Peter Lambert

Personal information
- Born: 3 December 1986 (age 39) Johannesburg, South Africa

Medal record
Men's Rowing
Representing Great Britain
World Championships
| Silver medal – second place | 2014 Amsterdam | Quadruple sculls |
| Bronze medal – third place | 2013 Chungju | Quadruple sculls |
European Championships
| Silver medal – second place | 2014 Belgrade | Quadruple sculls |
| Bronze medal – third place | 2015 Poznan | Quadruple sculls |
| Bronze medal – third place | 2019 Lucerne | Quadruple sculls |

= Peter Lambert (rower) =

British rower (born 1986)

Peter M Lambert (born 3 December 1986) is a British rower who won two World Championships medals and three European Championship medals for Great Britain.

==Rowing career==
In 2012, he won the Diamond Challenge Sculls (the premier event for single sculls) at the Henley Royal Regatta.

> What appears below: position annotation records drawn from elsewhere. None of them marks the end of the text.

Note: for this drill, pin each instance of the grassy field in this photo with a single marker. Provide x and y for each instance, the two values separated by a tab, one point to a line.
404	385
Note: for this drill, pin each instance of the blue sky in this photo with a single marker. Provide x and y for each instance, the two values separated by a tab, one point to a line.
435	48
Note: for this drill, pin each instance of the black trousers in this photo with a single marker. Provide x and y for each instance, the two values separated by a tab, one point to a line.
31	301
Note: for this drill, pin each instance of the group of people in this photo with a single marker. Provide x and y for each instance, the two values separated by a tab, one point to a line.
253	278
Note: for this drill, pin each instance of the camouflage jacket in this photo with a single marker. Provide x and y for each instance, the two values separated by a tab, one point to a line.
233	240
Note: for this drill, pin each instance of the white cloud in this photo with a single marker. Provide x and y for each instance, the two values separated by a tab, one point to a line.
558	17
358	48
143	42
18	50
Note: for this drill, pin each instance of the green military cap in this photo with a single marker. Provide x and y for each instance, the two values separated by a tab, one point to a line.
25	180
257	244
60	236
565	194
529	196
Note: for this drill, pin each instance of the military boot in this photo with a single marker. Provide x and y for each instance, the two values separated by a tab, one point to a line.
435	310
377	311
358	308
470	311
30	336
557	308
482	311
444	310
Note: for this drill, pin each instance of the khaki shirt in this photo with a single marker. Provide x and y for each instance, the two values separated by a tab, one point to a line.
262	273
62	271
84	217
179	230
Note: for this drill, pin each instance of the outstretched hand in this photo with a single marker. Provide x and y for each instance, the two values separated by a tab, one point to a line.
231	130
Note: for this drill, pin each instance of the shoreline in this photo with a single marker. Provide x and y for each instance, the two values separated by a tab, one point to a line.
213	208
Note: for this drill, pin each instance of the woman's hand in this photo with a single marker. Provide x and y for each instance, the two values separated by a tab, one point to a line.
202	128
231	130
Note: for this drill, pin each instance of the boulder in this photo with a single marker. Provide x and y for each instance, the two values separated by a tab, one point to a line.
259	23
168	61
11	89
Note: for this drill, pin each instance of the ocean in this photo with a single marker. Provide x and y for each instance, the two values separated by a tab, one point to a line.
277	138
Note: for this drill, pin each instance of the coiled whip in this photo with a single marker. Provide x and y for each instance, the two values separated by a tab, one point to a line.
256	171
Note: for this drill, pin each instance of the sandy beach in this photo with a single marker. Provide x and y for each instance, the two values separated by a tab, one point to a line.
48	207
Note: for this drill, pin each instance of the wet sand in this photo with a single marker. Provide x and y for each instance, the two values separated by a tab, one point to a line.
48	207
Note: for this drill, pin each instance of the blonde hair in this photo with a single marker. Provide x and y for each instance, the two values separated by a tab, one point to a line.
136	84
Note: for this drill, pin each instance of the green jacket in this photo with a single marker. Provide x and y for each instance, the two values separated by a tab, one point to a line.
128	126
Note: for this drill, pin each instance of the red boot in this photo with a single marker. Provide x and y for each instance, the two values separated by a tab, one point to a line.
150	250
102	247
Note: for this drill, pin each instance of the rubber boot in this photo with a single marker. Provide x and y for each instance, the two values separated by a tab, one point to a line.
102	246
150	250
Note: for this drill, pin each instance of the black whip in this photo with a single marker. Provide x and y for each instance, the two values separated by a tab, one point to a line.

Lambert competed at the 2013 World Rowing Championships in Chungju, where he won a bronze medal as part of the quad sculls with Graeme Thomas, Sam Townsend and Charles Cousins. The following year he competed at the 2014 World Rowing Championships in Bosbaan, Amsterdam, where he won a silver medal as part of the quadruple sculls with Thomas, Townsend and Cousins.